Benefactor Gives U of Chicago $42 Million to Work on Bedside Manner

New Chicago program aims to make physicians better communicators.

ByABC News
September 22, 2011, 3:14 PM

Sept. 22, 2011 — -- A benefactor who believes doctors need to work on their bedside manner is giving $42 million to the University of Chicago Medical Center to train physicians to be good communicators.

The donation from Carolyn "Kay" Bucksbaum and her husband, Matthew, will create the Bucksbaum Institute for Clinical Excellence, the medical center announced today.

Kay Bucksbaum, whose husband made his fortune developing shopping centers, said she was inspired by Dr. Mark Siegler, a leading medical ethicist at the University of Chicago who became the couple's internist when they moved to Chicago from Iowa about 10 years ago.

"He keeps front and center getting to know his patient," she said.

In contrast, she recalled a doctor years ago who didn't listen to her when she told him what she thought was wrong with her -- and didn't apologize when she turned out to be right.

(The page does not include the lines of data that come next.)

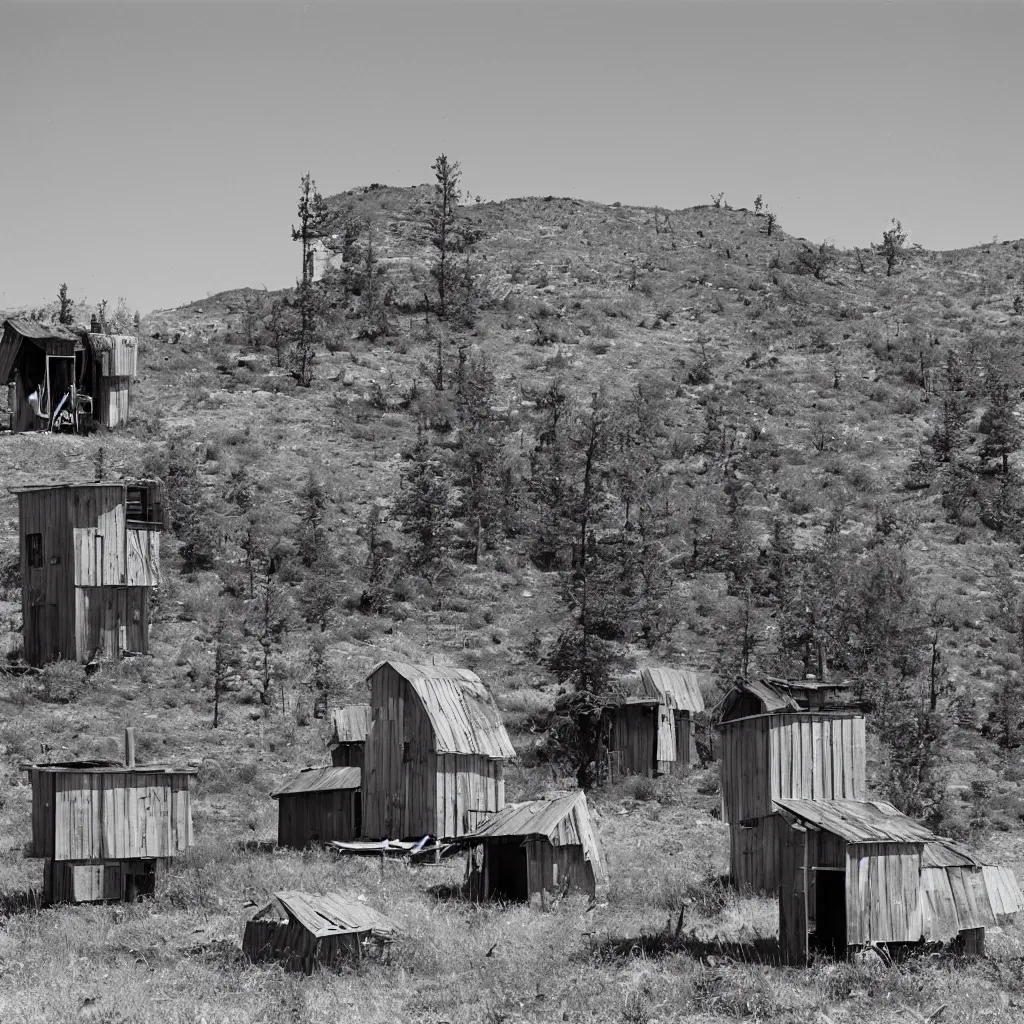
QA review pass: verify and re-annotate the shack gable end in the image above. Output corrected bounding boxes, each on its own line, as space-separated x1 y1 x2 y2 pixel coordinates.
362 662 514 839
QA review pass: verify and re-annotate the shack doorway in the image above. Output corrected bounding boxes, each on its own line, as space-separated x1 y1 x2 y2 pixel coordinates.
814 870 847 959
487 841 529 903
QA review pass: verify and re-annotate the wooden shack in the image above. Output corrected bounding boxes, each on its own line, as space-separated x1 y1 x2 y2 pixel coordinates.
13 480 163 665
328 705 371 768
719 681 867 893
0 318 138 434
242 891 398 974
271 766 362 850
362 662 515 839
778 799 1021 964
22 740 196 904
461 792 608 901
603 668 705 779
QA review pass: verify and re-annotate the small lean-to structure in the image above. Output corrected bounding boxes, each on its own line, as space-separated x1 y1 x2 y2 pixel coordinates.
718 680 867 893
271 766 362 850
242 891 398 974
13 480 163 665
22 730 196 904
460 792 608 901
603 668 705 779
0 317 138 434
327 705 371 768
362 662 515 840
777 799 1022 964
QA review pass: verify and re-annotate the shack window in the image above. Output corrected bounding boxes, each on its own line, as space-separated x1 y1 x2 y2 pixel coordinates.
25 534 43 569
125 485 161 525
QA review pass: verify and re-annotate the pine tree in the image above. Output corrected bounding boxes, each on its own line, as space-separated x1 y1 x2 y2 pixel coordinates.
879 217 906 278
394 427 452 570
430 153 463 319
979 383 1022 476
57 284 75 325
359 228 397 341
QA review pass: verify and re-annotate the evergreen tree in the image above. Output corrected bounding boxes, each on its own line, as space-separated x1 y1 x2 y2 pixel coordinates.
394 427 452 570
57 284 75 325
879 217 906 278
429 153 464 319
979 382 1021 476
359 228 397 341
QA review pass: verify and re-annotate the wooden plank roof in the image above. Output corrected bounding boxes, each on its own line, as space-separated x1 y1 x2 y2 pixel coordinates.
464 791 607 885
331 705 373 743
371 662 515 760
270 765 362 800
254 890 398 938
775 798 935 843
640 668 705 714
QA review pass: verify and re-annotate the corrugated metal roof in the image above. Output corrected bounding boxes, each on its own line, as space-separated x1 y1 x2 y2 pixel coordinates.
981 864 1024 918
2 316 79 341
775 798 935 843
270 766 362 800
371 662 515 760
22 761 199 775
466 791 607 885
921 837 981 867
640 668 705 714
254 890 398 938
331 705 373 743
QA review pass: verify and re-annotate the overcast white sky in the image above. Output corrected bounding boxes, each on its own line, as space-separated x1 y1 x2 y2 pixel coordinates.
0 0 1024 312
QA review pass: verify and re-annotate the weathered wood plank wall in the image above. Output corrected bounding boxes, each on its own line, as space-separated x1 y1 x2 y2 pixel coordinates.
278 790 361 850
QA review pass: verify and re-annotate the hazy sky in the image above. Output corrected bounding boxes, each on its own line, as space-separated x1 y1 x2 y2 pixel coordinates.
0 0 1024 312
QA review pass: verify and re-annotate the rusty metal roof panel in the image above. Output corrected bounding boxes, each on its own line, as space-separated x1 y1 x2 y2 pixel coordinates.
254 890 398 938
775 798 935 843
2 316 80 341
921 837 981 867
331 705 373 743
466 792 607 885
270 766 362 800
640 668 705 714
22 761 199 775
374 662 515 760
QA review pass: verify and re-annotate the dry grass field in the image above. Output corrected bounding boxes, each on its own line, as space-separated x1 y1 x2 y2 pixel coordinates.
0 187 1024 1024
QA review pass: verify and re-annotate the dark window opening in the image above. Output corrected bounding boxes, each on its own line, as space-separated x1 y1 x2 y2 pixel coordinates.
25 534 43 569
125 486 161 526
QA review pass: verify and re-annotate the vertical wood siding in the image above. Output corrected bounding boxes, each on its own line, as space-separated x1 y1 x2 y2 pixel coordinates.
720 713 867 823
729 814 787 895
362 664 505 839
607 705 659 779
30 769 191 860
278 790 359 850
846 843 925 945
18 483 160 665
778 826 810 966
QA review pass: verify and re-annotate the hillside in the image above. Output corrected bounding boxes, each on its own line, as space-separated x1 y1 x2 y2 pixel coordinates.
0 185 1024 1022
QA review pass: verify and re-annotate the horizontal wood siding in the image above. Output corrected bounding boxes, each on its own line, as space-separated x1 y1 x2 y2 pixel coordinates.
278 790 359 850
846 843 924 945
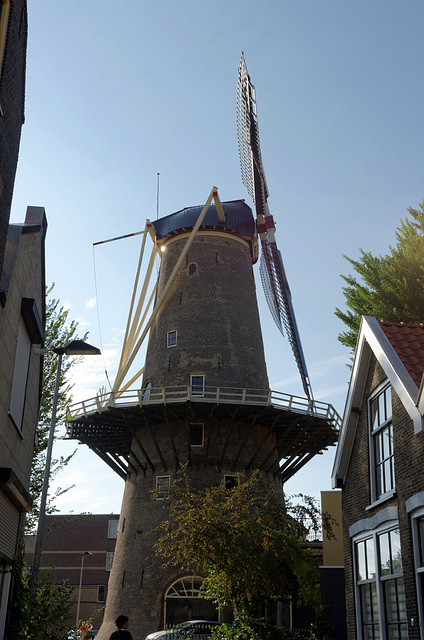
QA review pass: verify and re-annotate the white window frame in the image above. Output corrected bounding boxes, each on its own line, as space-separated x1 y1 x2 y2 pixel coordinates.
166 329 177 349
155 476 171 500
189 422 205 449
107 518 119 538
368 380 396 504
0 0 10 75
143 380 152 402
190 374 205 398
352 521 407 640
105 551 115 571
9 315 31 432
224 473 240 489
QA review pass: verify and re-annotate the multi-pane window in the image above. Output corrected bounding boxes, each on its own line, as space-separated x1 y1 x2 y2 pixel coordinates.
166 331 177 347
369 385 395 500
224 475 240 489
190 423 203 447
355 529 408 640
143 380 152 402
106 551 113 571
190 376 205 396
0 0 10 72
155 476 171 500
107 518 119 538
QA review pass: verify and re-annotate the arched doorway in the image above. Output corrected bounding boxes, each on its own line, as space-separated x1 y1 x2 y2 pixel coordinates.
165 576 220 628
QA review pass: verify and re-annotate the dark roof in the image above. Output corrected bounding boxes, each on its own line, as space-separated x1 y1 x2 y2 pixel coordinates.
152 200 255 239
380 322 424 388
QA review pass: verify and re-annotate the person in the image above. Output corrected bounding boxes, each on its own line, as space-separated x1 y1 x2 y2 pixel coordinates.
109 616 132 640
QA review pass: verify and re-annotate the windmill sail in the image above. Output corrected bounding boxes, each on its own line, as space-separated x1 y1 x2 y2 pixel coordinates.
237 54 312 399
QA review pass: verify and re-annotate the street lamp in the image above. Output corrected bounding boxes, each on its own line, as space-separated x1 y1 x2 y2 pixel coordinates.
75 551 93 626
31 340 101 582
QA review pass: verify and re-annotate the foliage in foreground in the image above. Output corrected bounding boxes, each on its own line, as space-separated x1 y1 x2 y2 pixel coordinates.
6 551 74 640
335 202 424 350
25 285 86 534
155 473 328 617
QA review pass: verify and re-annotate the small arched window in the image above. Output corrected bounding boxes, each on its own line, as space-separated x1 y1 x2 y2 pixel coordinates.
143 380 152 402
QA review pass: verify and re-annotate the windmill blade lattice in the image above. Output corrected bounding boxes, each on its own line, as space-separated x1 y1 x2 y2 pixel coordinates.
237 54 313 399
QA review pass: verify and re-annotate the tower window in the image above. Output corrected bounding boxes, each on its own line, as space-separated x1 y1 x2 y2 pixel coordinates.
166 331 177 347
105 551 113 571
190 376 205 396
143 380 152 402
224 476 240 489
190 424 204 447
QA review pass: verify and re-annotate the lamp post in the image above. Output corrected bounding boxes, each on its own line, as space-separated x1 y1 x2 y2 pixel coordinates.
75 551 93 626
31 340 101 583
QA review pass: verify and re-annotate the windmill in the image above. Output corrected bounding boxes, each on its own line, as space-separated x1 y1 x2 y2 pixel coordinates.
67 53 340 640
237 54 313 400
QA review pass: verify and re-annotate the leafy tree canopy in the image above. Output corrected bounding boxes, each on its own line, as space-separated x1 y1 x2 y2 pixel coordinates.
154 473 328 616
25 284 87 534
335 201 424 350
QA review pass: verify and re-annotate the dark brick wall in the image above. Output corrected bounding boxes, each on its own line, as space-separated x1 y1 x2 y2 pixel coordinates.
25 514 118 629
342 356 424 640
99 420 282 640
0 0 27 274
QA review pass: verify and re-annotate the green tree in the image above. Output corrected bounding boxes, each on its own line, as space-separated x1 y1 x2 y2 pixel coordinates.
25 284 87 534
5 546 74 640
335 201 424 350
155 473 319 616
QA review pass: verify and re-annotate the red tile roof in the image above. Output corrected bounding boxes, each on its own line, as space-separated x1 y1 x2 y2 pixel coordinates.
380 322 424 388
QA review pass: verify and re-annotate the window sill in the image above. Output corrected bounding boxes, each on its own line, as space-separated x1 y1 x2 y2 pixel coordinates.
365 489 396 511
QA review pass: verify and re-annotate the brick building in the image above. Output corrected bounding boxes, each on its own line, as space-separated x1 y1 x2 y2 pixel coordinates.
0 0 47 639
26 514 119 631
333 316 424 640
0 0 28 273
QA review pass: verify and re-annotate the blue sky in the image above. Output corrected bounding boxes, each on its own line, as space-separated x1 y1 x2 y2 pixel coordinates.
12 0 424 513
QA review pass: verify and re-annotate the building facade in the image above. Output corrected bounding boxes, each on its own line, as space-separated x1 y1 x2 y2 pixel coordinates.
25 514 119 633
0 0 47 638
333 317 424 640
69 200 337 640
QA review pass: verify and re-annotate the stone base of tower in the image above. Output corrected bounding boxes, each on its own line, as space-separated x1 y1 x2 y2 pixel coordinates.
97 418 283 640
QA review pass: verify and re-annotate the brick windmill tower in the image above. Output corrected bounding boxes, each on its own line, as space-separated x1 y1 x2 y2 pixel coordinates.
68 59 339 640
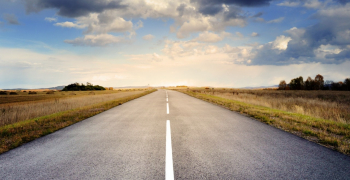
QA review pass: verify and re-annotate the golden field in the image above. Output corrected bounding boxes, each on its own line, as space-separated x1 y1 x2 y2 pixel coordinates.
174 88 350 155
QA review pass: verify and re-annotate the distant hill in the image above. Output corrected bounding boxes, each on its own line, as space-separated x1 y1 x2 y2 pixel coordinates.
4 86 65 91
240 85 278 89
113 86 148 89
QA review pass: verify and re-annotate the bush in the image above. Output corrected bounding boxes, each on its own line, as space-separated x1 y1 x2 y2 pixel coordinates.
62 83 106 91
0 91 7 95
46 91 55 94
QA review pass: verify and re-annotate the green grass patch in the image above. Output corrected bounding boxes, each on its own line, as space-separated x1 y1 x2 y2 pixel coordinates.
178 90 350 155
0 90 156 154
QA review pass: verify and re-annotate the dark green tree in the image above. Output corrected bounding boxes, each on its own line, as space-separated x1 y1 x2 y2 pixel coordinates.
289 76 304 90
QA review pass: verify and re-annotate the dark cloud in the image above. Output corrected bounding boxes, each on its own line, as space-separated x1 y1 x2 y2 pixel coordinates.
191 0 273 19
4 14 19 25
326 50 350 61
199 4 223 15
191 0 273 7
246 5 350 65
338 0 350 4
26 0 125 17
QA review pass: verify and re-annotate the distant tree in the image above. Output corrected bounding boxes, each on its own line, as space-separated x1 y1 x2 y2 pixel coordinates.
332 81 343 91
323 80 334 90
314 74 324 90
278 80 287 90
62 83 106 91
305 76 314 90
289 76 304 90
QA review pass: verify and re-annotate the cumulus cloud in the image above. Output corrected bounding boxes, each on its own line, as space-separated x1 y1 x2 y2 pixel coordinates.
45 17 57 22
142 34 154 41
250 32 259 37
64 34 125 46
126 53 164 62
4 14 20 25
25 0 126 17
267 17 284 23
77 11 133 34
26 0 249 38
55 21 86 29
303 0 323 9
193 31 232 43
277 1 300 7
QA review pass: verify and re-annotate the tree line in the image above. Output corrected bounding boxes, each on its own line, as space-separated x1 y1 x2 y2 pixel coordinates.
62 82 106 91
278 74 350 91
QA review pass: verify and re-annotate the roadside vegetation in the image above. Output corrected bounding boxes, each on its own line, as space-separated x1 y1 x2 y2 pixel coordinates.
174 88 350 155
0 89 156 153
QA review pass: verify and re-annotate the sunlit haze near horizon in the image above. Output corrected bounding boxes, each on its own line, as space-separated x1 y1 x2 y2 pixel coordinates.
0 0 350 89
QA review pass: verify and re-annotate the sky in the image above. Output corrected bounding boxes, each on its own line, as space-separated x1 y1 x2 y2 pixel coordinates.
0 0 350 89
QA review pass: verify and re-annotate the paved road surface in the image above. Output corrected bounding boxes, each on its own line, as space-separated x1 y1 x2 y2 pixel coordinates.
0 90 350 180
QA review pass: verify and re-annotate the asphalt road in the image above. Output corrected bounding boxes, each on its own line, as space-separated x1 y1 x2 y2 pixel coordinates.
0 90 350 180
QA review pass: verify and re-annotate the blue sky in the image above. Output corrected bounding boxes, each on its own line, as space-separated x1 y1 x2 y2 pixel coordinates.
0 0 350 89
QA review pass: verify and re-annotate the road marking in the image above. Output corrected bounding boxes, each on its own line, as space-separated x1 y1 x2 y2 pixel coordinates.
165 120 174 180
166 103 169 114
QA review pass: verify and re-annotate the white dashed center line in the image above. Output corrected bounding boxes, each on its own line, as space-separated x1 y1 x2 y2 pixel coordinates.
166 103 169 114
165 120 174 180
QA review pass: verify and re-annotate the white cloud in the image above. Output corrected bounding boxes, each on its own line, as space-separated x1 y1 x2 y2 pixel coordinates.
277 1 300 7
125 53 165 63
303 0 323 9
267 17 284 23
78 11 134 34
193 31 232 43
45 17 57 22
55 21 86 29
236 32 244 38
0 46 350 88
64 34 125 46
272 35 292 50
142 34 154 41
250 32 259 37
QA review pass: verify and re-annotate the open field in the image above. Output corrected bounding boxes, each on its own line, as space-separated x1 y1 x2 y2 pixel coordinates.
0 89 147 104
0 90 155 153
176 88 350 155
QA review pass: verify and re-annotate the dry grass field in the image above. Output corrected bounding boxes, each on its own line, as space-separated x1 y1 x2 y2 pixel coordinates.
187 88 350 123
0 89 156 153
174 88 350 155
0 89 147 104
0 91 143 126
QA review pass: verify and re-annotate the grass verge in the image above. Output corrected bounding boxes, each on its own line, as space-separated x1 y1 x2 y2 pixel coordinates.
178 90 350 155
0 90 156 154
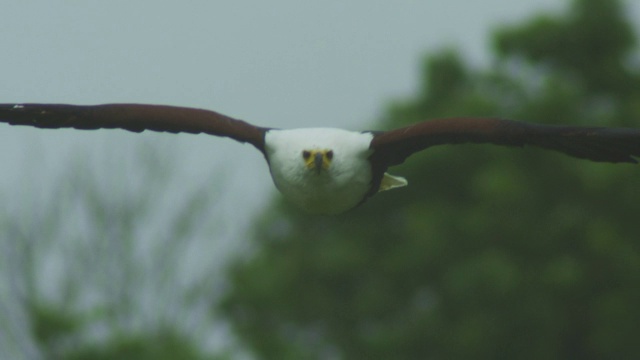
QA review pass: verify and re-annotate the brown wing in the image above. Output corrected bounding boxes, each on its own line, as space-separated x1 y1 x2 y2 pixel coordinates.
0 104 268 153
371 118 640 169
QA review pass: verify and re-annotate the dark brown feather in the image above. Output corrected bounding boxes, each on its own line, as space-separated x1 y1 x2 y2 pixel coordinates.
0 104 268 153
369 118 640 195
371 118 640 166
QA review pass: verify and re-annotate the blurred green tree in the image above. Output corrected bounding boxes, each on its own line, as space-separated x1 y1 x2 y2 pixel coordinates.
217 0 640 359
0 145 231 360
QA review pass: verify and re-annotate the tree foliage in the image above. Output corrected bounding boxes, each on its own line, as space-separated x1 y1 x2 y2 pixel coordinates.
218 0 640 359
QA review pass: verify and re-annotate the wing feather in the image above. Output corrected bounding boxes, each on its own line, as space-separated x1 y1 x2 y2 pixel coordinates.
371 118 640 169
0 104 269 153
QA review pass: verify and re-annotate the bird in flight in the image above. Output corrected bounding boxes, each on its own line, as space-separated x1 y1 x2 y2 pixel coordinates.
0 104 640 214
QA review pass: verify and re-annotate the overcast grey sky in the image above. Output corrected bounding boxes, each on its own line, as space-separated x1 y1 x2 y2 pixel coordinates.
0 0 640 358
0 0 562 225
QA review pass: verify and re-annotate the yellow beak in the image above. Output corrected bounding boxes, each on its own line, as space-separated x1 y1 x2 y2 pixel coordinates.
302 150 333 173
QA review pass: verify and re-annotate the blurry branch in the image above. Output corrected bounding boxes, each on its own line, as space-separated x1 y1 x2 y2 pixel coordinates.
0 141 240 359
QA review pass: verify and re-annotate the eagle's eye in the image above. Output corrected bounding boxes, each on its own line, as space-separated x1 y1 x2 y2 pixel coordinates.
326 150 333 160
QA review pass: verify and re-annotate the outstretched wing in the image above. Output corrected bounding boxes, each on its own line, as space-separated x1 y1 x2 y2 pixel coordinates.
371 118 640 169
0 104 269 153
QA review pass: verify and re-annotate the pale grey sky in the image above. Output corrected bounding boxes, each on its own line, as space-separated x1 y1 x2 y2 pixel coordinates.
0 0 640 354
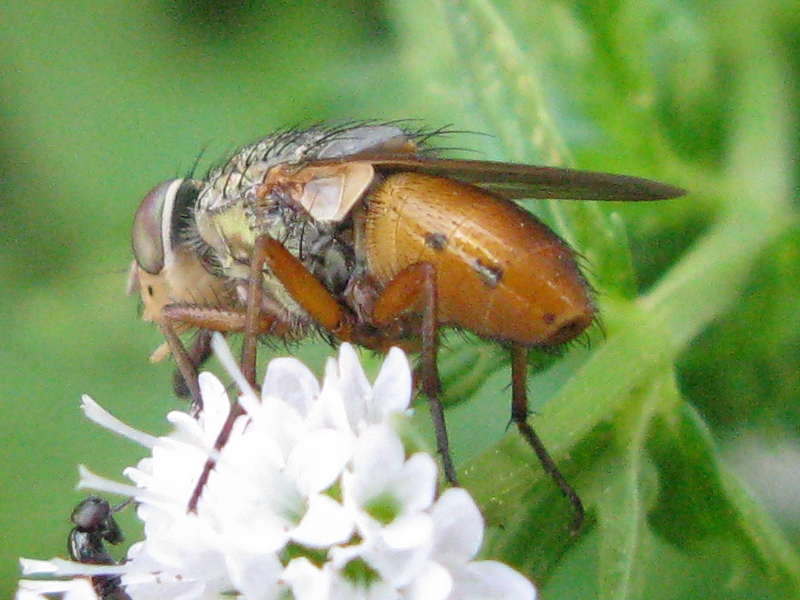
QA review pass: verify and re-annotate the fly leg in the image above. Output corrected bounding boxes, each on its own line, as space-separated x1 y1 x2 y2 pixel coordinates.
183 235 350 512
372 263 458 486
161 282 286 512
511 346 584 534
172 329 212 415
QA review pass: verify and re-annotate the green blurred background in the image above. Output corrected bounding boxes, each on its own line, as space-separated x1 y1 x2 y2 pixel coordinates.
0 0 800 598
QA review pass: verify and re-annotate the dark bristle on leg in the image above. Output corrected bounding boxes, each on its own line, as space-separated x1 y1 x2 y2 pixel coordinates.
161 319 203 415
188 236 269 512
511 346 584 535
419 263 459 486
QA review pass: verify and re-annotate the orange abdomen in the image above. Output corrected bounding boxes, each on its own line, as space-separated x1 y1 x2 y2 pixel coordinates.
364 173 595 346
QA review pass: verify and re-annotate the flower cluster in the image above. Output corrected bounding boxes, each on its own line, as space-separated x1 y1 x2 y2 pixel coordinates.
18 338 536 600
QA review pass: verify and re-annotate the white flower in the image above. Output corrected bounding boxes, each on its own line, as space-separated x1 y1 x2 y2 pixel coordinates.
17 337 536 600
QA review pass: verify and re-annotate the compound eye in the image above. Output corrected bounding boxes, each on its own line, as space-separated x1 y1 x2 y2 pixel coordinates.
131 179 183 275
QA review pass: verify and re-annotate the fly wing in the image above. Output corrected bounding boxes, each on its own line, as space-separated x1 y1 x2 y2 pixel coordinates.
353 153 686 202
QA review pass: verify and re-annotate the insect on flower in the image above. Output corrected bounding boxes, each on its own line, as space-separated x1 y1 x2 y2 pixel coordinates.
130 124 684 530
67 496 130 600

When her husband needed surgery, she said, Siegler "took my husband by the hand to meet the surgeon, introduced him, and told the surgeon something about my husband."

He even scrubs up and watches his patients' surgeries when he can, she said. And he encourages patients to call him "Mark."

That kind of emphasis on bedside manner and developing a relationship with the patient is being eroded in modern medicine, said Dr. Matthew Sorrentino, a cardiologist who is co-director of the new center.

"The way I was taught, you sit down and look directly at the patient," he said.

That communication is crucial for good diagnosis, Sorrentino said.

"If you listen carefully to the patient, 95 percent of the time people will tell you what's wrong."

Preliminary data show that good doctor-patient relationships can improve patients' health and well-being, he said.

Nowadays, he added, doctors are doing less looking at and listening to their patients.

"Medicine has become much more technology driven," he said. "Everything's become electronic these days. We start looking at computer screens and less at the patient."

Even the little things matter, Sorrentino said, such as avoiding using a patient's first name while they call you "doctor."

"I always address them by their title unless they tell me differently," he said.

The new center has designated three second-year students as the first Bucksbaum fellows and anticipates supporting up to 15 such fellows by its third year of operation. It will recruit "master clinicians" to be role models for developing top-notch patient communication skills.

Kay Bucksbaum believes many students entering medical school today are altruistic and motivated by idealism.

"By the time they're into practice, that feeling seems to have gotten beaten out of them," she said. "It's not just the education beating it out of them, it's the red tape, the bookkeeping."

But in spite of those pressures, she said, some doctors manage to retain their humanity and rapport with patients. If the Bucksbaum Institute can teach young doctors how to achieve that balance, she added, then the $42 million will be "money well spent."